Robert Davidson

Personal information
- Full name: Robert Davidson
- Date of birth: 1876
- Place of birth: Whitburn, West Lothian, Scotland
- Date of death: 1935 (aged 58–59)
- Position(s): Full Back

Senior career*
- Years: Team / Apps / (Gls)
- 1895–1896: West Benhar Violet
- 1896–1897: Albion Rovers
- 1897–1898: Dykehead
- 1898–1902: Celtic / 43 / (0)
- 1899–1900: → Belfast Celtic (loan)
- 1900: → Heart of Midlothian (loan) / 0 / (0)
- 1900: → Airdrieonians (loan) / 0 / (0)
- 1902–1904: Manchester City / 32 / (0)
- 1904–1910: Airdrieonians / 124 / (0)
- 1910: Bathgate
- 1911: Balimba Rangers (Queensland)
- Total:  / 199 / (0)

= Robert Davidson (footballer, born 1876) =

Scottish footballer

Robert Davidson (1876–1935) was a Scottish footballer who played in the Football League for Manchester City.

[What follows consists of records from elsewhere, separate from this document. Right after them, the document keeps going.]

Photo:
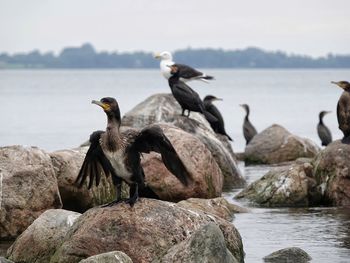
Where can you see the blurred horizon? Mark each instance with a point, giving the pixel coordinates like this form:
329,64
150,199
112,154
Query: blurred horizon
314,28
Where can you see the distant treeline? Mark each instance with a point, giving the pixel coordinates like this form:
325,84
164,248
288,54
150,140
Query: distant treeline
87,57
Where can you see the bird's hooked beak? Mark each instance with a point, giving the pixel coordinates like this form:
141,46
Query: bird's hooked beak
157,55
338,84
105,106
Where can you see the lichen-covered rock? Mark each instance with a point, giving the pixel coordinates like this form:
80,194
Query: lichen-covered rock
109,257
39,241
28,187
206,245
276,145
206,181
145,231
286,186
332,173
67,164
286,255
163,108
217,206
4,260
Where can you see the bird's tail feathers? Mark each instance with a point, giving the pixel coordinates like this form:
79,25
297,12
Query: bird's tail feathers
346,140
210,117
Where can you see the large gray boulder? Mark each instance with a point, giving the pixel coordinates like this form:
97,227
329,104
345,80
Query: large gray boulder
206,245
28,187
145,232
67,164
109,257
39,241
287,186
206,177
286,255
217,206
163,108
332,173
276,145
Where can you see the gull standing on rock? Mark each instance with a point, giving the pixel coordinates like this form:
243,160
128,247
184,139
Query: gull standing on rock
186,73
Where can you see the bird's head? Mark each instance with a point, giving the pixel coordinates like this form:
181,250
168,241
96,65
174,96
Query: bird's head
322,113
342,84
174,70
110,107
165,55
211,98
245,107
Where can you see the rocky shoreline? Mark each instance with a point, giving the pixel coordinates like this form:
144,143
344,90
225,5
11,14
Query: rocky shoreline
184,223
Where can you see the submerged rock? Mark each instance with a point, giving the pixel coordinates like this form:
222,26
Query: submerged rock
145,231
286,255
39,241
28,187
163,108
218,206
276,145
67,164
287,186
332,173
206,245
109,257
206,181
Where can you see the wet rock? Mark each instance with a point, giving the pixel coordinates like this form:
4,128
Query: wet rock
207,180
286,186
163,108
332,173
39,241
28,187
286,255
110,257
218,206
276,145
67,164
145,231
206,245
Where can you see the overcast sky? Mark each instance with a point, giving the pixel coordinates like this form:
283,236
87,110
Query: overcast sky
312,27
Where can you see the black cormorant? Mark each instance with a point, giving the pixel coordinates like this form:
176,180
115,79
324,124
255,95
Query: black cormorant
186,73
118,153
248,129
187,98
343,110
218,126
323,132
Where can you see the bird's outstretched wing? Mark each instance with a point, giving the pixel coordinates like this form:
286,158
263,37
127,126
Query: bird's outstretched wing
95,163
153,139
188,72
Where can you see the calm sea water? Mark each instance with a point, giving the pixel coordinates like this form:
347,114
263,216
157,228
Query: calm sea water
51,109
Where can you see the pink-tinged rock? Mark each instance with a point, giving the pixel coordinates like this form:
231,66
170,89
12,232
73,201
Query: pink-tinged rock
28,187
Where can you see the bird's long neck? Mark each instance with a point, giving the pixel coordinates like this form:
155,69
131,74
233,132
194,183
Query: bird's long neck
247,113
173,80
320,118
112,140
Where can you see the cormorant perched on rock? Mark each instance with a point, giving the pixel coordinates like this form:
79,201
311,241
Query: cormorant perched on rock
187,97
186,73
218,126
343,110
323,132
118,153
248,129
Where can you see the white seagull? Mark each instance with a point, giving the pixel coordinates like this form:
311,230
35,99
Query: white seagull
186,73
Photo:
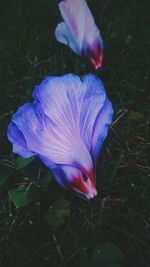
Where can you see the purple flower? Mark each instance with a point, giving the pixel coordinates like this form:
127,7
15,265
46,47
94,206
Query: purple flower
79,31
65,126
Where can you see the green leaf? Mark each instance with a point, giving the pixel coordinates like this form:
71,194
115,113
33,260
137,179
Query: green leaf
23,162
58,213
85,260
4,175
22,195
108,255
135,116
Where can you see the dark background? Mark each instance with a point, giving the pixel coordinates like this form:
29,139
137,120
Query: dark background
118,220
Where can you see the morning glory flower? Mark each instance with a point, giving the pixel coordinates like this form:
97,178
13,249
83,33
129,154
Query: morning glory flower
65,126
79,31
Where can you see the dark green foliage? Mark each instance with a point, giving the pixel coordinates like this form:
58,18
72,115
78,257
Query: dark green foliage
40,223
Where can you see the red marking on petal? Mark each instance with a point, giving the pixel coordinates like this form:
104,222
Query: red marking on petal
91,177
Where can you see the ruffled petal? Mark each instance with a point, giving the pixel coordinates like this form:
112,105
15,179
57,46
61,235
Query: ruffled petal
60,98
65,127
63,35
79,31
16,137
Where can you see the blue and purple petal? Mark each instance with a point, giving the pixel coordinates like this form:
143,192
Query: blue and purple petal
65,126
79,31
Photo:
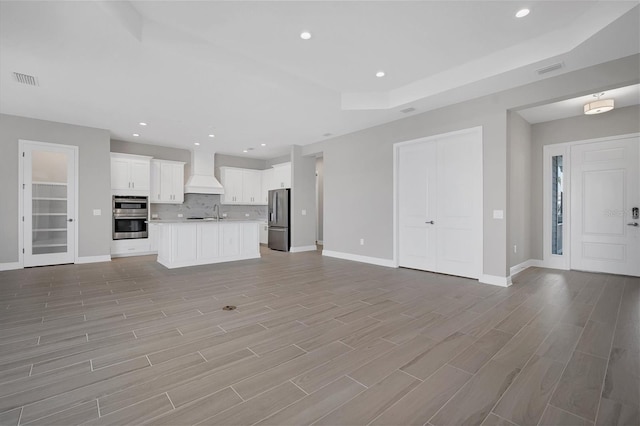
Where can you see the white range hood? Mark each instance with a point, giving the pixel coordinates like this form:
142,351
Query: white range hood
202,180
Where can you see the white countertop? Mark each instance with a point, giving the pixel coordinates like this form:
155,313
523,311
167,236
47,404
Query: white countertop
183,220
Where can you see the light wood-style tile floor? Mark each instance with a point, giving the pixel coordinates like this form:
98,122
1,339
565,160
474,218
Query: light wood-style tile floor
315,341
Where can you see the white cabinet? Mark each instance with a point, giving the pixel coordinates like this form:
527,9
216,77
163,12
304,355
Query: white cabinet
281,176
188,244
241,186
130,174
167,182
230,239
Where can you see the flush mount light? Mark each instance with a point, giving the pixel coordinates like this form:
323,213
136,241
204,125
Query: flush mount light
598,106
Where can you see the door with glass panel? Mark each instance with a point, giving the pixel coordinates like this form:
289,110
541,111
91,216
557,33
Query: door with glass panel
49,225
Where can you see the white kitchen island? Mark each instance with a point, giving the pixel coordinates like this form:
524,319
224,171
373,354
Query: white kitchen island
200,242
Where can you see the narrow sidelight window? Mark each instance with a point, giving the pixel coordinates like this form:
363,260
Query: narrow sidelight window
557,206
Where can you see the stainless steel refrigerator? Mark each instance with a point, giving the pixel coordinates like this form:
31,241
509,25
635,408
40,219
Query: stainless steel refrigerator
279,219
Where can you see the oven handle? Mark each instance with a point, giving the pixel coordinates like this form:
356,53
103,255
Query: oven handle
130,217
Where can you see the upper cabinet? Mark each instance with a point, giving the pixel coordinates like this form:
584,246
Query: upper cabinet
167,182
281,176
241,186
130,174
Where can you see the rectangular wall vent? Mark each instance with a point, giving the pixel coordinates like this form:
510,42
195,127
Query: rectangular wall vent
25,79
549,68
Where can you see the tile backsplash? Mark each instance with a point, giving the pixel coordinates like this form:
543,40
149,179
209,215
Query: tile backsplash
201,205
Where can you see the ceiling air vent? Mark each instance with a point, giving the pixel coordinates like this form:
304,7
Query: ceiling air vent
25,79
549,68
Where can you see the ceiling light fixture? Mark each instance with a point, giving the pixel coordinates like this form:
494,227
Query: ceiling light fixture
598,106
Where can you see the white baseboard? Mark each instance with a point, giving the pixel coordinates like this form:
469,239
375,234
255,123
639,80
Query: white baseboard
524,265
9,266
495,280
303,248
93,259
357,258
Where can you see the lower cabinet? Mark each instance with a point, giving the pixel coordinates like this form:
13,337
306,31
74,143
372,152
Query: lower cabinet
188,244
130,247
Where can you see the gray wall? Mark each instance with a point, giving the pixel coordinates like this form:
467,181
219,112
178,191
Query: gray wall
319,197
519,211
359,166
94,181
303,197
617,122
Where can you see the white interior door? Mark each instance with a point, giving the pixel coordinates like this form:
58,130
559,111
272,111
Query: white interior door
49,225
417,206
440,204
605,187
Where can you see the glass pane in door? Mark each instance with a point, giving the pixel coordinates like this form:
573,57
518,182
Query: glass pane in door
49,202
557,204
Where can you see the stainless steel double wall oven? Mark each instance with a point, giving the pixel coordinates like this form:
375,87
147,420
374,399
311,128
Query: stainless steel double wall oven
130,215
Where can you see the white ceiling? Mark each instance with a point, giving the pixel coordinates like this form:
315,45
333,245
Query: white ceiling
623,97
239,70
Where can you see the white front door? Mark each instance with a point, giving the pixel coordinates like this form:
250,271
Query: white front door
48,203
605,188
440,204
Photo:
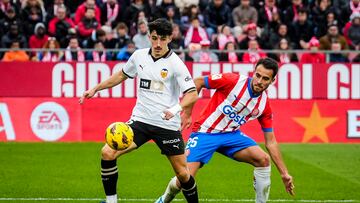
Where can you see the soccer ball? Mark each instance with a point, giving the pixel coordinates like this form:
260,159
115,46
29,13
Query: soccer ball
119,135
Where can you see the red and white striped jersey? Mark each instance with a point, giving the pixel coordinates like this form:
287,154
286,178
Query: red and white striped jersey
232,105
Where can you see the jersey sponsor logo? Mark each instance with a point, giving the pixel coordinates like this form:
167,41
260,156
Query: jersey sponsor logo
231,113
176,140
144,83
164,73
187,79
49,121
255,112
216,76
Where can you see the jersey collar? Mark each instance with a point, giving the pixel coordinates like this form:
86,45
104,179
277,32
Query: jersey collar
166,55
252,94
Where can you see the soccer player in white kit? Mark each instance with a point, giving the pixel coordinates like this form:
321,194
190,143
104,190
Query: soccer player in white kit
237,100
161,77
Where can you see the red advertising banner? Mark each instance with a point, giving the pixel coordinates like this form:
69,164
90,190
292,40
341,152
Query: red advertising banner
50,119
69,80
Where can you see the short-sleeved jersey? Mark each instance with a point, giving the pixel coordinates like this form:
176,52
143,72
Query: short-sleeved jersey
232,105
159,82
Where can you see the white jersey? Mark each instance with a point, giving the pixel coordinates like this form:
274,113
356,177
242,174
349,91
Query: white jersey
159,82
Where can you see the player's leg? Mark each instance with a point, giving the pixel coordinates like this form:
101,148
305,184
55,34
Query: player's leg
242,148
187,181
262,171
172,145
109,170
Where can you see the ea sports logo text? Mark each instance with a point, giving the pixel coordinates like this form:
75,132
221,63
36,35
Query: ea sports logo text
232,114
49,121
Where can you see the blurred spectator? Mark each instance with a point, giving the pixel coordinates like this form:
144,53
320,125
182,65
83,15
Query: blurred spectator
183,5
337,57
251,34
170,15
354,31
301,30
111,13
9,19
195,34
40,37
204,55
5,5
348,9
271,26
243,15
223,37
162,9
313,56
141,39
282,32
131,13
122,36
73,5
13,35
99,53
331,36
267,12
73,51
254,52
291,14
60,24
33,12
321,29
230,55
190,13
81,10
217,13
15,53
133,30
52,54
319,13
284,57
125,52
88,24
177,41
52,10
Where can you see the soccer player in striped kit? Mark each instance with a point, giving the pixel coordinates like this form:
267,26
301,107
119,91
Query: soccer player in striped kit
161,77
237,100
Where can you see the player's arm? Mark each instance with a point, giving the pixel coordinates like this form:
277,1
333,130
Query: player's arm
112,81
275,154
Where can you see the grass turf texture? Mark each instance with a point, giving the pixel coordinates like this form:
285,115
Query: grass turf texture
72,170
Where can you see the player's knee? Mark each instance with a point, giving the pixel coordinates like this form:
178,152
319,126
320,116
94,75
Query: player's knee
107,153
183,175
263,161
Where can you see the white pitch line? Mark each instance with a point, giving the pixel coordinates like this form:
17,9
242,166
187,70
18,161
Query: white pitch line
177,200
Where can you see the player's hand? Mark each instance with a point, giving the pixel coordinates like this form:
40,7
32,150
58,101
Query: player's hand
166,115
289,184
87,94
185,121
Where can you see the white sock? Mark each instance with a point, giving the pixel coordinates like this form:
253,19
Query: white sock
171,191
111,199
262,183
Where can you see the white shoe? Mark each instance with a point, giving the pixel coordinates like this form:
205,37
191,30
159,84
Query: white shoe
160,200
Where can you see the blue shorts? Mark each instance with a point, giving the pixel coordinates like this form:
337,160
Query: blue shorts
201,146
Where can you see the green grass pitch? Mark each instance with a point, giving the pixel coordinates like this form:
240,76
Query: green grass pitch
322,173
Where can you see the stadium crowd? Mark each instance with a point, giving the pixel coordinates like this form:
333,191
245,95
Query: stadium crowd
198,25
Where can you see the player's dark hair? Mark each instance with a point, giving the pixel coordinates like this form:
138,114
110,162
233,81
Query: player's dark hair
268,63
162,27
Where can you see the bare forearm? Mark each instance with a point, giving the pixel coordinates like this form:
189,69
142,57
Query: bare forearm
188,101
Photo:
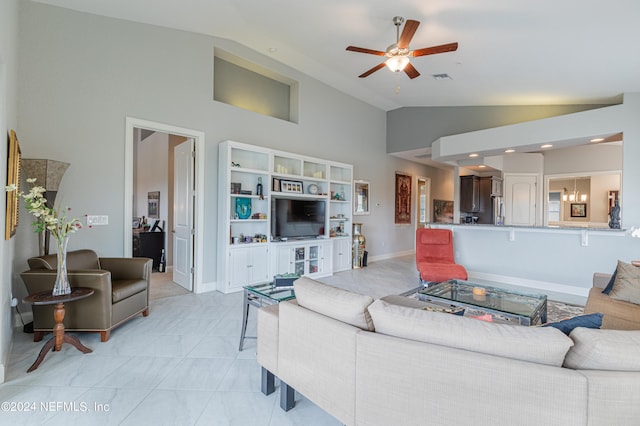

He earlier played for Celtic, featuring on the losing side in the 1901 Scottish Cup Final and winning the 1902 British League Cup. After his spell in England, he made well over a century of appearances for Airdrieonians and came into consideration for an international appearance, taking part in the Home Scots v Anglo-Scots trial in 1905 (his side won 2–0, but ultimately Andy McCombie and Jimmy Watson were selected as the full-back pairing).